De modo semelhante, segmentos colônicos submetidos a radiação, apresentam uma diminuição
do seu conteúdo de colágeno, com
conseqüente diminuição da pressão de ruptura e maior risco
de deiscência, em anastomoses neles realizadas.
A suplementação de glutamina nesses animais foi
capaz de atenuar significativamente esses efeitos
da radiação39-40.
Comentários
A glutamina, apesar de sua importância
no metabolismo proteico e no transporte de nitrogênio,
é considerada um aminoácido não essencial.
Essa denominação deve-se ao fato de que o organismo
é capaz de sintetizá-lo a partir de outros
aminoácidos.

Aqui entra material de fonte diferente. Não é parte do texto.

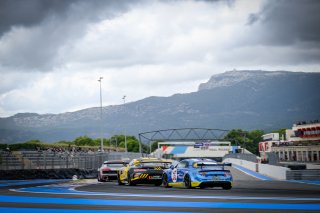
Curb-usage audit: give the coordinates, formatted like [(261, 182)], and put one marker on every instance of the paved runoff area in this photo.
[(251, 192)]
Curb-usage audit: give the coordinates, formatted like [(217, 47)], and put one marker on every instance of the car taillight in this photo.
[(139, 170)]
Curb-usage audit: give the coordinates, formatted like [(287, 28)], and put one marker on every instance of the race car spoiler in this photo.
[(218, 164)]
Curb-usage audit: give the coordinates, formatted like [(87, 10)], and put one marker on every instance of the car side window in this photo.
[(182, 164)]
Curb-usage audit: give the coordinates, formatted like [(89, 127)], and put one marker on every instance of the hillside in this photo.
[(235, 99)]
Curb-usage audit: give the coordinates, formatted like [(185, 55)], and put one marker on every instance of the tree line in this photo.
[(245, 139)]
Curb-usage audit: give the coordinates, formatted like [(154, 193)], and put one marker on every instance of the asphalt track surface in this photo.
[(248, 194)]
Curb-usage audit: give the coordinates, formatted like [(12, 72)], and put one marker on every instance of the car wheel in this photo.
[(119, 180), (187, 182), (129, 181), (158, 184), (165, 181), (227, 187)]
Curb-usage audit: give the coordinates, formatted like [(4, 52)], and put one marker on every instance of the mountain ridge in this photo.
[(235, 99)]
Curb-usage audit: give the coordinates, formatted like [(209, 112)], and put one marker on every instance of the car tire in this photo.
[(227, 187), (165, 181), (119, 180), (187, 182), (129, 181), (158, 184)]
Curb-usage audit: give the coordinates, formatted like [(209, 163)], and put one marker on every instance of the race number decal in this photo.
[(174, 175)]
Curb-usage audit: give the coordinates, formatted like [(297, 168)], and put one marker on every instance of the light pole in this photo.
[(125, 134), (101, 140)]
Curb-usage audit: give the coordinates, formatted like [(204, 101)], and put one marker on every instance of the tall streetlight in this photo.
[(101, 140), (125, 134)]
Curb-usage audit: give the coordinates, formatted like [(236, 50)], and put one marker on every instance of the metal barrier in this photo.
[(307, 174), (242, 156), (58, 160)]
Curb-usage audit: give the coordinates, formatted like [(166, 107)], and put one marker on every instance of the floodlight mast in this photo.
[(101, 123)]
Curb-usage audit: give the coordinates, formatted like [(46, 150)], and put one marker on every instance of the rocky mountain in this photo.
[(235, 99)]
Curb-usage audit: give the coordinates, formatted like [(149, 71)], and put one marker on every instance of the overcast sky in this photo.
[(52, 52)]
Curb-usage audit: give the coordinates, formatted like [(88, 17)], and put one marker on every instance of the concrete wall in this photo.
[(246, 164), (276, 172), (310, 174)]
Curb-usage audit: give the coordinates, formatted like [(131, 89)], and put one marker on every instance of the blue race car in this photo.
[(201, 173)]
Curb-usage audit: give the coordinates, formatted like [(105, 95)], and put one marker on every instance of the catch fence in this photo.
[(57, 160)]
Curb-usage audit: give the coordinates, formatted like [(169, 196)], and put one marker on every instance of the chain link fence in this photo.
[(58, 160)]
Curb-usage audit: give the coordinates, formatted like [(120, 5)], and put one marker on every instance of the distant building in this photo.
[(301, 144)]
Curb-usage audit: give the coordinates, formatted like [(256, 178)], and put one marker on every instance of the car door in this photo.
[(182, 169)]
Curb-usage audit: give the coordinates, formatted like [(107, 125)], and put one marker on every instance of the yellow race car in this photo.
[(143, 170)]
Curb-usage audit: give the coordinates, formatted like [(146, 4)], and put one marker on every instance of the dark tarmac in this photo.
[(247, 195)]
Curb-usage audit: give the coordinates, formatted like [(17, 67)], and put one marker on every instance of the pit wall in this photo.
[(276, 172)]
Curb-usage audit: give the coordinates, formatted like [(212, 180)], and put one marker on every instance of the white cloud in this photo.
[(153, 48)]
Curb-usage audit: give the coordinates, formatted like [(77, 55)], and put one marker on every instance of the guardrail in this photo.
[(58, 160)]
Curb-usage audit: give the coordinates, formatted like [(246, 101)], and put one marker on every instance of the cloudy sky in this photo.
[(52, 52)]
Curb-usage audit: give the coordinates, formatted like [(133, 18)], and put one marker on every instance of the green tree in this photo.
[(84, 141)]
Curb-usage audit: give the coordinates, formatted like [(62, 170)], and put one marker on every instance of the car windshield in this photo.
[(113, 165), (155, 164), (205, 165)]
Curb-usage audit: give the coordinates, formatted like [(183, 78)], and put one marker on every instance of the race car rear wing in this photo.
[(217, 164)]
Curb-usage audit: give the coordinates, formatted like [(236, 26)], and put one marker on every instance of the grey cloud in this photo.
[(28, 13), (46, 27), (288, 22)]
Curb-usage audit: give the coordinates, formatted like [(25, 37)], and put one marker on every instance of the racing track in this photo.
[(248, 194)]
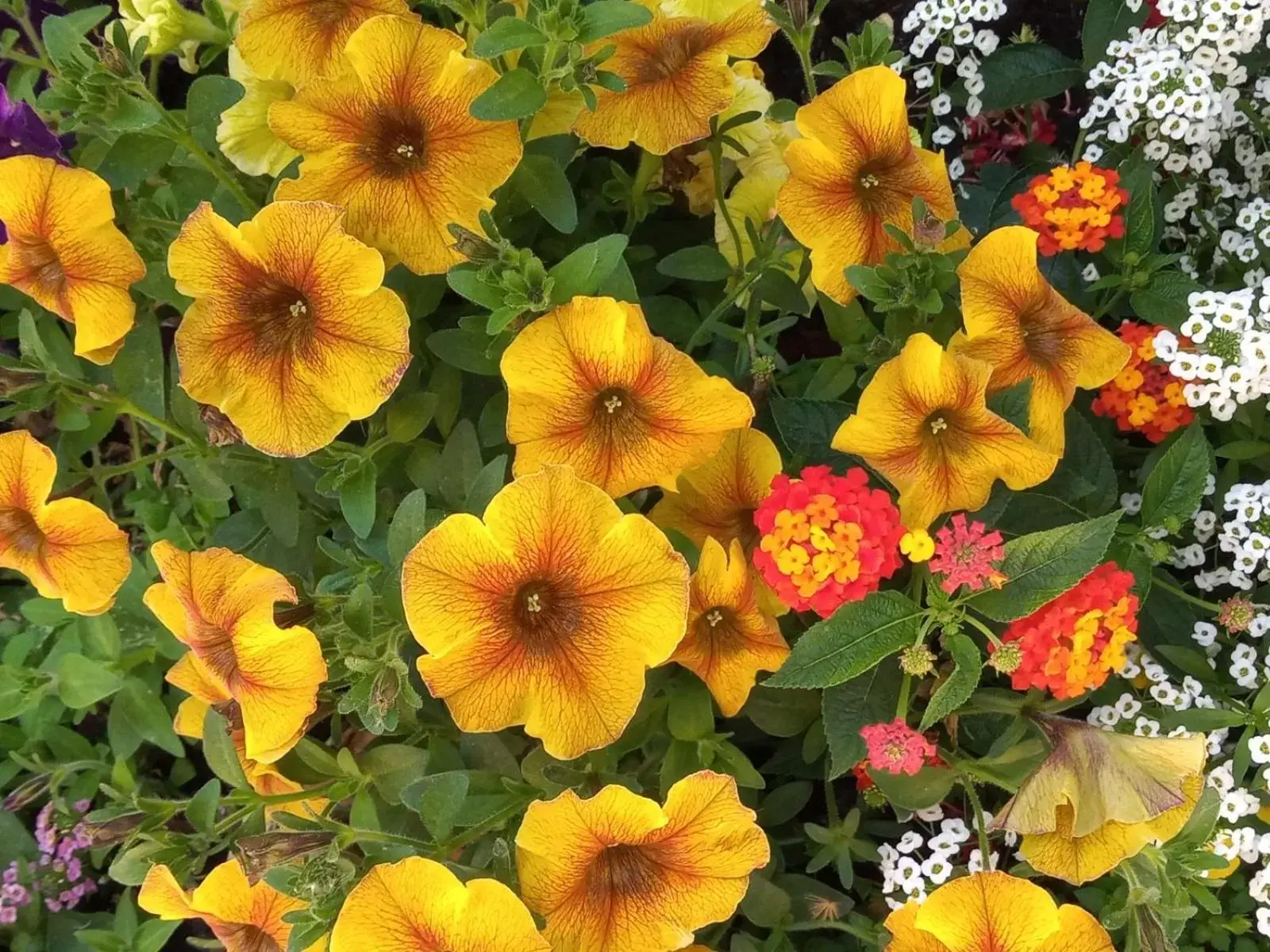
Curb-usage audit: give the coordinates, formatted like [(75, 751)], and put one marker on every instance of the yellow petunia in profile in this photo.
[(221, 606), (67, 547), (618, 873), (677, 76), (417, 904), (590, 386), (389, 137), (732, 634), (244, 918), (545, 613), (291, 334), (1100, 797), (924, 424), (997, 912), (719, 497), (65, 251), (855, 171), (1028, 332), (302, 41)]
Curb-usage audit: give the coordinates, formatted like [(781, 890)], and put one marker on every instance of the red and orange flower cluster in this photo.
[(1145, 397), (1073, 209), (827, 539), (1071, 645)]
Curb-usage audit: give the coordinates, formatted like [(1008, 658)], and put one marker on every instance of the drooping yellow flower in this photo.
[(618, 873), (1028, 332), (719, 497), (302, 41), (244, 133), (221, 606), (855, 171), (1100, 797), (677, 76), (291, 334), (244, 918), (546, 613), (590, 386), (732, 635), (67, 549), (417, 905), (994, 912), (924, 424), (389, 137), (65, 251)]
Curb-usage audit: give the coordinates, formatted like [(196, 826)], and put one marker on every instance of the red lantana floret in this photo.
[(827, 539), (967, 554), (1071, 645)]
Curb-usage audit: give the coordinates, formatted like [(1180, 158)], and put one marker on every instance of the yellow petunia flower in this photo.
[(221, 606), (302, 41), (719, 497), (291, 334), (677, 76), (732, 634), (546, 613), (244, 918), (65, 251), (389, 137), (590, 386), (1100, 797), (244, 133), (994, 911), (417, 904), (67, 549), (855, 171), (924, 424), (1028, 332), (618, 873)]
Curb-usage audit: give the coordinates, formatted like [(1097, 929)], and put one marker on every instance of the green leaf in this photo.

No entanto, em situações de estresse, a demanda
pode superar a capacidade de síntese, tornando a
sua suplementação essencial.
Até recentemente, acreditava-se que
esse aminoácido tivesse ação significativa apenas sobre
o intestino delgado. No entanto, estudos
experimentais recentes, como os citados anteriormente, mostram
que a glutamina pode ter atuação importante sobre o
cólon em situações de demanda aumentada.
No momento, são aguardados estudos
clínicos que possam verificar a atuação dessa substância
no cólon e reto de humanos.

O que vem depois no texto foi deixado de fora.